Op het eerste gezicht is het niet meer dan
een versleten linnen zakje, bruin met rode stiksels. Vaag is nog de
afbeelding van een kruis te zien. En van een hart. Er moet een stukje
stof in zitten, dat door de heilige zelf werd gedragen. Het is een
relikwie van Gerardus Majella, die ik veertig jaar lang heb bewaard.
Van de ene op de andere dag werd ik,
nog maar een kind, ongeneeslijk ziek bevonden en weggestopt in de
spelonken van het oude Elisabeth-ziekenhuis. "Benijdt hem zijn
geluk niet als God het nu eens anders beslist", waren de weinig
troostvolle woorden die mijn heeroom aan mijn ouders schreef, om ze op
mijn dood voor te bereiden.
Ook mijn grootvader was een godvruchtig
man, hoewel God hem veelvuldig op de proef had gesteld. Twee echtgenotes
dood in het kraambed en op z'n eentje zes kinderen grootgebracht. Maar
hij was uit een ander hout gesneden dan mijn heeroom.
In mijn herinnering lijkt mijn
grootvader op Peppone, de burgemeester en temperamentvolle opponent van
Don Camillo in de films met Fernandel. Waar de medische stand het liet
afweten en mijn heeroom mijn lot al had bezegeld, wist hij raad. Hij had
een blindelings vertrouwen in Gerardus Majella, de jonggestorven
Italiaanse heilige, die gold als de patroonheilige van 'hopeloze zaken':
En als 't plechtig uur zal naderen,
het laatste plechtig uur der dood;
als 't koude bloed reeds stolt in
d'adren,
Gerardus! helpt ons in de nood.
Deze weinig opwekkende tekst van een
devotieprentje is mij altijd bijgebleven.
Mijn grootvader liet de relikwie van
Gerardus aan mijn ziekbed bezorgen, want ik mocht maandenlang geen enkel
bezoek ontvangen. De relikwie moest onder mijn kussen worden gelegd. Ze
heeft er maandenlang haar werk gedaan. Maar dat was nog maar de halve
maatregel. Op een bloedhete zomerdag trok mijn grootvader zijn beste pak
aan, stapte hij op de fiets, en ging op bedevaart naar het heiligdom van
Gerardus Majella in het Limburgse Wittem.

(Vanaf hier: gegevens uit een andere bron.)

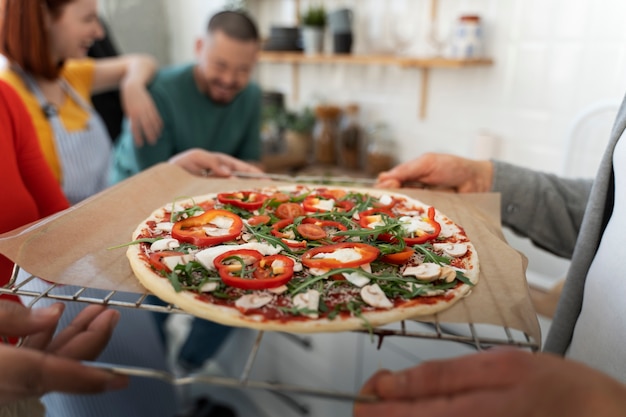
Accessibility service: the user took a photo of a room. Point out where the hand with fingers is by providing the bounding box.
[376,153,493,193]
[354,348,626,417]
[0,300,128,406]
[168,148,263,177]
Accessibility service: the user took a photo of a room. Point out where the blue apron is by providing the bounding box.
[17,70,112,204]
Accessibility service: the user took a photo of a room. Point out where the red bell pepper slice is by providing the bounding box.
[217,191,267,211]
[213,249,263,276]
[302,242,380,269]
[404,207,441,246]
[172,209,243,246]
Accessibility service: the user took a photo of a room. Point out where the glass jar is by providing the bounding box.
[313,106,341,165]
[365,123,395,175]
[337,104,363,170]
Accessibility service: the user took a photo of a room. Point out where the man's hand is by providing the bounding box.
[121,82,163,148]
[354,349,626,417]
[376,153,493,193]
[168,149,263,177]
[0,300,128,405]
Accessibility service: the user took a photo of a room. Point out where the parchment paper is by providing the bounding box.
[0,163,541,343]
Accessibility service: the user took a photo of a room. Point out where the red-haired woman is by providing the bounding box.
[0,0,258,417]
[0,82,125,417]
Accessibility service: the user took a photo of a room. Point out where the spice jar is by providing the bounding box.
[366,123,395,175]
[338,104,363,170]
[313,106,341,165]
[450,15,483,59]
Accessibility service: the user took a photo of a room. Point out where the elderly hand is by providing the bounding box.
[354,349,626,417]
[120,80,163,147]
[376,153,493,193]
[0,300,128,405]
[168,148,263,177]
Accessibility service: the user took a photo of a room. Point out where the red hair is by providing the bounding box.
[0,0,74,80]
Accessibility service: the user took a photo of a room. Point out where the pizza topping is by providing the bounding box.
[302,196,335,212]
[342,264,372,287]
[361,284,393,309]
[402,262,441,282]
[235,293,274,313]
[150,238,180,252]
[293,290,320,319]
[172,209,243,246]
[217,191,267,211]
[380,247,415,265]
[199,281,220,292]
[274,203,304,219]
[404,207,441,245]
[302,242,380,269]
[154,222,174,233]
[433,243,467,258]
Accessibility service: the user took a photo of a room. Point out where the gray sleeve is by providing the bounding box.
[492,161,593,258]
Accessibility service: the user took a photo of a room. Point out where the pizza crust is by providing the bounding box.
[126,186,480,333]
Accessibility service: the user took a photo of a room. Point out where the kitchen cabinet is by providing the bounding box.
[254,0,493,119]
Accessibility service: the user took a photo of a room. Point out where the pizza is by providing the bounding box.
[126,185,479,333]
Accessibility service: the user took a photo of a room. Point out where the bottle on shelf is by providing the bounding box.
[337,104,364,170]
[313,106,341,165]
[365,122,396,175]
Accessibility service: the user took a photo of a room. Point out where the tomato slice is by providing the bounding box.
[275,203,304,219]
[172,209,243,246]
[248,214,272,226]
[296,223,328,240]
[217,191,267,211]
[302,242,380,269]
[298,217,348,242]
[380,247,415,265]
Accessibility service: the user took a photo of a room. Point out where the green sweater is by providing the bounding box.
[111,64,261,183]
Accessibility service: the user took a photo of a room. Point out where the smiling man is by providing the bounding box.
[111,11,261,183]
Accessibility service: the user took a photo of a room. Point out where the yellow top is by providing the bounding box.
[0,58,95,182]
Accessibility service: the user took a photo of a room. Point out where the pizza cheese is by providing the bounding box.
[127,185,479,333]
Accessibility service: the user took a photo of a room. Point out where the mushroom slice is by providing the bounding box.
[150,238,180,252]
[200,281,220,292]
[361,284,393,308]
[402,262,441,282]
[293,290,320,319]
[441,266,456,283]
[433,243,467,258]
[235,293,274,311]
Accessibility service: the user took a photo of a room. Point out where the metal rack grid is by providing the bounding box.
[0,266,540,401]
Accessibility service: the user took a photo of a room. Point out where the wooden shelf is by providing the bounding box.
[259,51,493,68]
[259,51,493,119]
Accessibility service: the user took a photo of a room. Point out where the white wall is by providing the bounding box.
[155,0,626,171]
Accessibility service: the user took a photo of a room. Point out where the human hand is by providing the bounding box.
[121,80,163,147]
[376,153,493,193]
[354,349,626,417]
[168,148,263,177]
[0,300,128,405]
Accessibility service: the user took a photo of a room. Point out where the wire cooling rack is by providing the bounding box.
[0,266,540,401]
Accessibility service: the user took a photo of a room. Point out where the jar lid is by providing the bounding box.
[459,14,480,23]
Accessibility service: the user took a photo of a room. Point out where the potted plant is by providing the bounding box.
[302,6,326,54]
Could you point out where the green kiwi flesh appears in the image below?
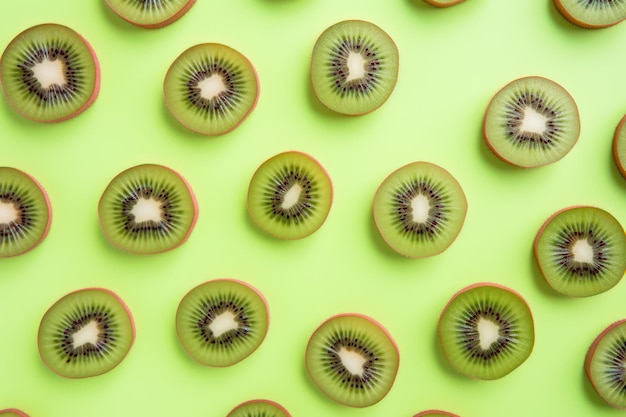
[585,320,626,409]
[0,23,100,122]
[164,43,259,136]
[105,0,196,29]
[306,314,400,407]
[534,206,626,297]
[439,283,535,380]
[0,167,52,258]
[483,76,580,168]
[373,162,467,258]
[311,20,398,115]
[554,0,626,29]
[37,288,135,378]
[247,151,333,240]
[176,279,269,367]
[226,400,291,417]
[98,164,198,254]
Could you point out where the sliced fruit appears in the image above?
[373,162,467,258]
[176,279,269,367]
[483,77,580,168]
[305,314,400,407]
[439,283,535,380]
[0,23,100,122]
[247,151,333,239]
[37,288,135,378]
[534,206,626,297]
[98,164,198,254]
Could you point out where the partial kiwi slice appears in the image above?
[534,206,626,297]
[176,279,269,367]
[554,0,626,29]
[98,164,198,254]
[483,76,580,168]
[0,167,52,258]
[0,23,100,122]
[226,400,291,417]
[105,0,196,29]
[374,161,467,258]
[585,319,626,409]
[164,43,259,136]
[311,20,399,115]
[439,283,535,380]
[37,288,135,378]
[247,151,333,239]
[305,314,400,407]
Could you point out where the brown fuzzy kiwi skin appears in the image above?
[105,0,196,29]
[585,319,626,410]
[0,23,101,123]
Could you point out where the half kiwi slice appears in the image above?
[585,319,626,409]
[176,279,269,367]
[164,43,259,136]
[374,162,467,258]
[305,314,400,407]
[105,0,196,29]
[226,400,291,417]
[0,167,52,258]
[0,23,100,122]
[247,151,333,239]
[311,20,399,115]
[534,206,626,297]
[439,283,535,380]
[554,0,626,29]
[98,164,198,254]
[483,76,580,168]
[37,288,135,378]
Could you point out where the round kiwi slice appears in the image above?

Hij had daar gebeden, schreef hij, dat
zijn kleinzoon zou blijven leven. Hij had daar gesmeekt, dat hij zelf
diens plaats wilde innemen. Hij was maar een oude man. Hij kon met een
gerust hart sterven.
De zomer was voorbij. De kerk van de
parochie Trouwlaan, toegewijd aan Gerardus Majella, was tot de laatste
plaats bezet. Ik zat op de voorste bank. Er werd een mis opgedragen ter
ere van mijn wonderbaarlijke genezing, die werd toegeschreven aan de
voorspraak en de relikwie van Gerardus. De priester roemde zijn goede
werken en in het bijzonder zijn laatste wonder, dat hij aan mij
voltrokken had.
Ik voelde ieders ogen op mij gericht.
En ik voelde mij schuldig. Gerardus Majella bleek onverbiddelijk. Mijn
grootvader was er niet bij. Zijn oude hart had het begeven.